Komplo Teorileri: Niye İnanıyoruz?

Michael Jackson gerçekten öldü mü? 11 Eylül’ün arkasında kim var? Peki ya COVID-19? Sızdırılmış bir biyolojik silah mı yoksa ekonomileri çökertmek için uydurulmuş bir yalan mı? Bütün bu soruların herkes için kendilerince bir cevabı vardır ancak bazıları için bu cevaplar hepimizin düşündüklerinden daha önemlidir. Aslında hiçbir şeyin göründüğü gibi olmadığını düşünmek ve hatta mantıksal çerçeveden bakıldığında çürütülmüş argümanlara inanmak sandığınızdan daha da yaygın bir olgudur. Bu yazıda bu olguya, komplo teorisyenliğine ve komplocu düşünceye değineceğiz.

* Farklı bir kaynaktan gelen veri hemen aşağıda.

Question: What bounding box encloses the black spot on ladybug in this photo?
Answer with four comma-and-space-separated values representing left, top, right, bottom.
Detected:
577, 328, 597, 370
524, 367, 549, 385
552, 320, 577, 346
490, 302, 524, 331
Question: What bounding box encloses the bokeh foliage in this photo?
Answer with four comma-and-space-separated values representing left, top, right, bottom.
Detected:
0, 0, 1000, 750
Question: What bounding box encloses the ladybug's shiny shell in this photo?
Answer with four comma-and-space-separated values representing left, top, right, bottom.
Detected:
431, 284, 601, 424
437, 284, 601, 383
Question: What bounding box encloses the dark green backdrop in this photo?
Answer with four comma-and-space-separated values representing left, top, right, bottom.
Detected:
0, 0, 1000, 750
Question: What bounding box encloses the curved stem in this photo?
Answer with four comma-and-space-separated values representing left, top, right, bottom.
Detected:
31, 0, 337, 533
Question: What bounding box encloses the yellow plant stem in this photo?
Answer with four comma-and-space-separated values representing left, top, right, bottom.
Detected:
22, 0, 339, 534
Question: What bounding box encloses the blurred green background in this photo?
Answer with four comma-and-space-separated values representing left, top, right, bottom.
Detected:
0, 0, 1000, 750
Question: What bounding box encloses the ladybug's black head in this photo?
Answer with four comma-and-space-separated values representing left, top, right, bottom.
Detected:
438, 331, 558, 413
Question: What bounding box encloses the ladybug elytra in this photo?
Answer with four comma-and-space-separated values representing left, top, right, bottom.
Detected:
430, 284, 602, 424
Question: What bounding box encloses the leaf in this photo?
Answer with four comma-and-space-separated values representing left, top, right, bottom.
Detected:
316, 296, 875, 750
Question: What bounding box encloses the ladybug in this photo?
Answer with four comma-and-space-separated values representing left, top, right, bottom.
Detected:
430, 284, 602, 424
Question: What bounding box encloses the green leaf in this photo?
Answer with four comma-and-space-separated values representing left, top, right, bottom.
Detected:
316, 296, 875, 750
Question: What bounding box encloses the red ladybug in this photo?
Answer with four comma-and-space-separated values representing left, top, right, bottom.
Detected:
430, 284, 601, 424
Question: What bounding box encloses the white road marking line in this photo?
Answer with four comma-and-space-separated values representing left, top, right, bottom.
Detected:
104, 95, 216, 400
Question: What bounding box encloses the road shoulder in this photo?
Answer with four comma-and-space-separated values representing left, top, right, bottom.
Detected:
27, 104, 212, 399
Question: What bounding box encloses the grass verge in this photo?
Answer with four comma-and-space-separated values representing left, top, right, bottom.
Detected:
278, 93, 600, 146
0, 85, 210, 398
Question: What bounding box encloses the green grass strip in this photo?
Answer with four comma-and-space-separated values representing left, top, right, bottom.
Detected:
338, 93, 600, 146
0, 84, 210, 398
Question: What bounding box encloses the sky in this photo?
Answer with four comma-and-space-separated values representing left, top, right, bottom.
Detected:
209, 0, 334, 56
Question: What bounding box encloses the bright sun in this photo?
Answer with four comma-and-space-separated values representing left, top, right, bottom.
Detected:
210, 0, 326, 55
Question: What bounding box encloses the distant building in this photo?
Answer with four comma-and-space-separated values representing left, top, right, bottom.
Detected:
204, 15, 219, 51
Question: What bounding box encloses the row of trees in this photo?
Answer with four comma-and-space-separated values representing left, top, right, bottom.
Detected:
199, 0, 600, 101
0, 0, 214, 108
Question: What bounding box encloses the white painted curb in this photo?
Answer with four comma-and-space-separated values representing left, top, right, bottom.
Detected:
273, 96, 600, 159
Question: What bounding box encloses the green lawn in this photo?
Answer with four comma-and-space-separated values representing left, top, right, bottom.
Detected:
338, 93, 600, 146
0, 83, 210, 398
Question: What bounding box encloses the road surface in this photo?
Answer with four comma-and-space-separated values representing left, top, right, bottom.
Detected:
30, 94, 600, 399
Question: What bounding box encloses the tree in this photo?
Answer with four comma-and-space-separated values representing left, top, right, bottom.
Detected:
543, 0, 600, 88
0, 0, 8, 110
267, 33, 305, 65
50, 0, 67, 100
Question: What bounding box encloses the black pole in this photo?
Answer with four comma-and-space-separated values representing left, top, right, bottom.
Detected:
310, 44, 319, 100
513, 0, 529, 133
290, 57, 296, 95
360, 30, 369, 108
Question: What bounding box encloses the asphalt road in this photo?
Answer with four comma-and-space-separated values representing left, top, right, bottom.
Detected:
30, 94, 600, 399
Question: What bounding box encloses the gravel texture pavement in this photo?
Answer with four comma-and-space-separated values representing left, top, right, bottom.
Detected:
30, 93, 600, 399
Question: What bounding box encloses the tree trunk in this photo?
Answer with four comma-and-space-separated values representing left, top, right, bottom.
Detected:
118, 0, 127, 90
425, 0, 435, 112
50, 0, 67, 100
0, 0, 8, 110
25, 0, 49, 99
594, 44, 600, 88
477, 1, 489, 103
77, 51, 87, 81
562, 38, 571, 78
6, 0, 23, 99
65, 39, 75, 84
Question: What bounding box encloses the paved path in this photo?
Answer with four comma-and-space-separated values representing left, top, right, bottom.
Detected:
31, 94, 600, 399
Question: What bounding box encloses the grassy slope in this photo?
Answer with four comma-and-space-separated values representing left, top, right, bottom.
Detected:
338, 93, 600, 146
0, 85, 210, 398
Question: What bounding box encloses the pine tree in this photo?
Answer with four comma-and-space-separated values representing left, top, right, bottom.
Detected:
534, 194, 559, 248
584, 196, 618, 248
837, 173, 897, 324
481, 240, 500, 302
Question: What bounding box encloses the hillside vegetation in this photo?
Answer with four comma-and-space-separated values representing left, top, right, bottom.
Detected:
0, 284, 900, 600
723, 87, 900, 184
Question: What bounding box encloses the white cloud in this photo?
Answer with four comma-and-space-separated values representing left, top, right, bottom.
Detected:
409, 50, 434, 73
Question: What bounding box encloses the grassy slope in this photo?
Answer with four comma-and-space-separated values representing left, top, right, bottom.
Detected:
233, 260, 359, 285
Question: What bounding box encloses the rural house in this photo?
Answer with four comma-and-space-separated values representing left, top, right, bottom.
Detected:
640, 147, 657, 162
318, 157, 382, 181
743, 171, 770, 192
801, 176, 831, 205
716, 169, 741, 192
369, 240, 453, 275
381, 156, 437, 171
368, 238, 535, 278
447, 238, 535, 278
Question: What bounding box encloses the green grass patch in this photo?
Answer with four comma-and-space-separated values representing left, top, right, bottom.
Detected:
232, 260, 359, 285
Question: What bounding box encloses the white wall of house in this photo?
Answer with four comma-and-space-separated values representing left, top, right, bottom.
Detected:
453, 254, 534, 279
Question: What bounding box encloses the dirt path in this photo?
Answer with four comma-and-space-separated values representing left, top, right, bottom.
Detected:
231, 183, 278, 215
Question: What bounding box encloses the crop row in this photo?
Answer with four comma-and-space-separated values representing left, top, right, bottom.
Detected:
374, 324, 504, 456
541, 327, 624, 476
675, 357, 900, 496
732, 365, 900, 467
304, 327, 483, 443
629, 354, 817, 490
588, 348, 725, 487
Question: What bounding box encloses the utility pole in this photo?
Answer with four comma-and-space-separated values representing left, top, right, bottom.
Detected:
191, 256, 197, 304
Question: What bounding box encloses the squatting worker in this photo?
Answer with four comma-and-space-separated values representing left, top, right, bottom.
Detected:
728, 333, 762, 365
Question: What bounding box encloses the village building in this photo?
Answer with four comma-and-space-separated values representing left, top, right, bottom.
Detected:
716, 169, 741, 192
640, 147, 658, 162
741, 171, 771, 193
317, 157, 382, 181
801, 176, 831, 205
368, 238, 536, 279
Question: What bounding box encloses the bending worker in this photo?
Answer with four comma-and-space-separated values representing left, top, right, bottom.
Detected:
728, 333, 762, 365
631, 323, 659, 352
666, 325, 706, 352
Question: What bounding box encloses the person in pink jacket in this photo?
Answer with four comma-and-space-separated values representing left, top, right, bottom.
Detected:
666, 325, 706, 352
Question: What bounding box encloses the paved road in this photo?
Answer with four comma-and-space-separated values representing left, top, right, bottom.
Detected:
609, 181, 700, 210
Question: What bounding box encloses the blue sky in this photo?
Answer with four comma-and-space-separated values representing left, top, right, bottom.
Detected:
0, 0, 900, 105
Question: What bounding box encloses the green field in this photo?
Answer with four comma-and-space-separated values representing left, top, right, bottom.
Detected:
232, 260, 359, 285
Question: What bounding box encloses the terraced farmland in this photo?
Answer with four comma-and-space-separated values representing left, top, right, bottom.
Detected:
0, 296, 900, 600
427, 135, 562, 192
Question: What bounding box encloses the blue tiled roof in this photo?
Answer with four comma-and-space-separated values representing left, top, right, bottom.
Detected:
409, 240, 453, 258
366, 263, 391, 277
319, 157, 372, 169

Komploculuk, özetle, bir olayın asıl nedeninin beraber çalışan birden fazla kişi ve/veya kurumun art niyetli bir planı olduğunu düşünmektir. Olayın görünen yüzü ve bize anlatılan tarafı altta yatan gerçekten tamamen farklıdır ve gizlenir. Komploculuk, bir veya birkaç olayın perde arkasındakilere inanmaktan ziyade hemen hemen her toplumsal olguyu bu şekilde açıklamaya çalışan bir düşünce biçimidir. Özellikle COVID-19 ile beraber sosyal medya ve hatta haber kanallarında bile sıklıkla denk geldiğimiz bu düşünce biçimi, Orta Çağ’da şeytanla beraber çalıştıkları düşünüldüğü için “cadı” olduğu düşünülüp yakılan kadınlara kadar dayanan çok köklü bir olgudur. İnsanlar yüzyıllardır olayların arkasında Tapınak Şövalyeleri’nin, İlluminati’nin ve dış güçlerin olduğunu düşünmüş ve aksi kanıtlar olmasına rağmen bütün bunlara inanmışlardır. Peki neden?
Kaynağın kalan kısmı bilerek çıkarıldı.